Die Tschechische Republik schließt die Grenzbezirke nach Sachsen und Bayern von außen ab
Die Tschechische Republik kündigte an, an diesem Freitag drei Grenzbezirke von der Außenwelt abzusperren. Die betroffenen Bezirke sind Sokolov (Falkenau) an der Grenze zu Sachsen, Cheb (Eger) an der Grenze zu Bayern und Sachsen und Trutnov (Trautenau) an der Grenze zu Polen bei Sachsen. Diejenigen, die dort leben, dürfen den jeweiligen Bezirk nicht mehr verlassen, sagte Gesundheitsminister Jan Blatny in Prag. Externe Personen sind nicht zugelassen. Ausnahmen gelten für den Weg zum Arbeitsplatz.

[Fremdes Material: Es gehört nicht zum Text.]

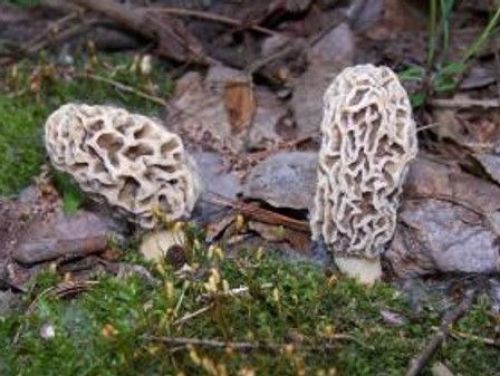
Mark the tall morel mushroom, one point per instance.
(368, 139)
(128, 160)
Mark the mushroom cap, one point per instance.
(368, 140)
(128, 161)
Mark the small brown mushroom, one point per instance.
(369, 138)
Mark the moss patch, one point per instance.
(111, 328)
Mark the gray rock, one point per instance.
(61, 236)
(448, 222)
(285, 180)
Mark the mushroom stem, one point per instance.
(364, 270)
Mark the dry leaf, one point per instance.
(240, 105)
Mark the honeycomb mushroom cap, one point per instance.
(127, 160)
(369, 137)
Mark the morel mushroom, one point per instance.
(128, 160)
(369, 137)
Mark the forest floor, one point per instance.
(267, 305)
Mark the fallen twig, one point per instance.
(173, 39)
(123, 87)
(259, 214)
(420, 361)
(464, 102)
(210, 17)
(191, 315)
(252, 346)
(487, 341)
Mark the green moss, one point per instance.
(23, 112)
(108, 329)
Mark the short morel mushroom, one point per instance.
(127, 160)
(368, 140)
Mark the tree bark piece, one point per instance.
(174, 41)
(419, 362)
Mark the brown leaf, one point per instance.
(240, 105)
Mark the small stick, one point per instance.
(191, 315)
(418, 363)
(123, 87)
(246, 346)
(260, 214)
(459, 102)
(210, 17)
(487, 341)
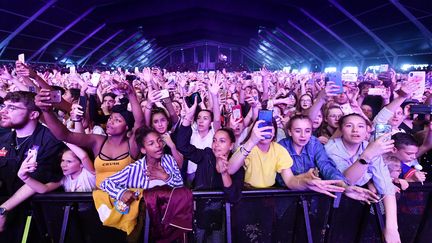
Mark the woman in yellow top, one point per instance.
(112, 152)
(262, 158)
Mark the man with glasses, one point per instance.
(20, 114)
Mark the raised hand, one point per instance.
(154, 96)
(378, 147)
(128, 197)
(361, 194)
(221, 164)
(214, 85)
(167, 139)
(42, 100)
(156, 172)
(4, 74)
(325, 186)
(76, 113)
(28, 166)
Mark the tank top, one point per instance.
(106, 166)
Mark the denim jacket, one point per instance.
(313, 155)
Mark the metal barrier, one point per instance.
(340, 220)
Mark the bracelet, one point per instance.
(243, 151)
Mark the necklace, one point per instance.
(18, 146)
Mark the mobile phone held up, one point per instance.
(55, 96)
(164, 93)
(381, 129)
(190, 99)
(267, 117)
(83, 103)
(236, 112)
(21, 57)
(336, 77)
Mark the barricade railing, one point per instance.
(317, 218)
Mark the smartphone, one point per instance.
(165, 94)
(376, 91)
(83, 103)
(55, 96)
(32, 89)
(421, 109)
(346, 109)
(190, 99)
(267, 117)
(33, 152)
(130, 78)
(236, 111)
(381, 129)
(72, 69)
(95, 78)
(383, 68)
(418, 77)
(337, 79)
(21, 57)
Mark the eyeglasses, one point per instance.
(335, 116)
(11, 108)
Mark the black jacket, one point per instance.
(206, 175)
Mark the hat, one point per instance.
(127, 115)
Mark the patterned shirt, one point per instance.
(134, 176)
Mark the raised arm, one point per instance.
(28, 166)
(374, 149)
(213, 88)
(92, 142)
(329, 91)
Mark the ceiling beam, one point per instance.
(332, 33)
(117, 47)
(127, 49)
(29, 20)
(335, 57)
(425, 31)
(378, 40)
(68, 53)
(64, 30)
(98, 47)
(137, 50)
(276, 47)
(274, 37)
(299, 44)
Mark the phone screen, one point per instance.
(164, 93)
(21, 57)
(190, 99)
(236, 111)
(267, 117)
(420, 78)
(55, 96)
(337, 79)
(83, 103)
(95, 79)
(381, 129)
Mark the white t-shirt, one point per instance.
(85, 182)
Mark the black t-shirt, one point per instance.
(11, 157)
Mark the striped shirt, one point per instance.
(134, 176)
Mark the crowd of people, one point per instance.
(128, 136)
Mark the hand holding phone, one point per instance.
(267, 117)
(21, 57)
(55, 96)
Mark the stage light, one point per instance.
(330, 69)
(304, 70)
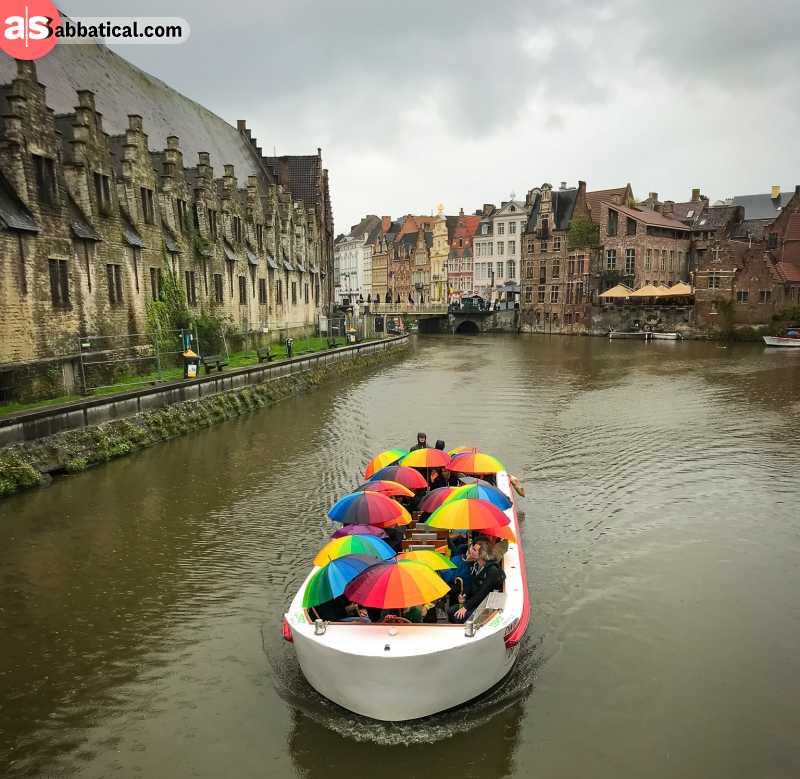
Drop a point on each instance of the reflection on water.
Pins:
(140, 603)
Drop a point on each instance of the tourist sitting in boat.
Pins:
(422, 442)
(440, 478)
(488, 576)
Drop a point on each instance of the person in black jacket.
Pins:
(488, 576)
(422, 442)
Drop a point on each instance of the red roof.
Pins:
(594, 199)
(650, 217)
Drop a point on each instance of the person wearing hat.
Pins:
(422, 442)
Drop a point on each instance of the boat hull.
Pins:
(402, 672)
(775, 340)
(405, 687)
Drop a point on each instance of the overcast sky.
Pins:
(417, 103)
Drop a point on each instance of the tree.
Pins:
(583, 232)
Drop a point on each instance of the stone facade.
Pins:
(747, 282)
(92, 223)
(460, 279)
(555, 276)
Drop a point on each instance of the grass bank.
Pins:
(33, 463)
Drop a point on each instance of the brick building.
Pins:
(93, 220)
(460, 258)
(745, 281)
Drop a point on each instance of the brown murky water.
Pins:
(140, 603)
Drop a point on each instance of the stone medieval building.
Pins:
(112, 185)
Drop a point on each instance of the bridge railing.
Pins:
(408, 308)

Während der ersten Sperrung im Frühjahr wurden drei Monate lang nationale Grenzkontrollen eingeführt, um zu verhindern, dass das Virus so weit wie möglich aus dem Ausland importiert wird. Zu dieser Zeit wurde diese Maßnahme in einigen Bundesländern kritisiert, weil Pendler, Familien und Unternehmen darunter litten.
Am Freitag befasste sich der Bundestag mit dem Plan der Großen Koalition, die Grundlage für mehrere Koronaregulierungen zu schaffen, beispielsweise für Impfungen und Tests, die über Ende März hinaus fortgesetzt werden sollen. Sie beruhen auf der Tatsache, dass der Bundestag weiterhin eine „epidemische Situation von nationalem Ausmaß“ feststellt – aber das Parlament sollte künftig regelmäßig neue Entscheidungen treffen müssen.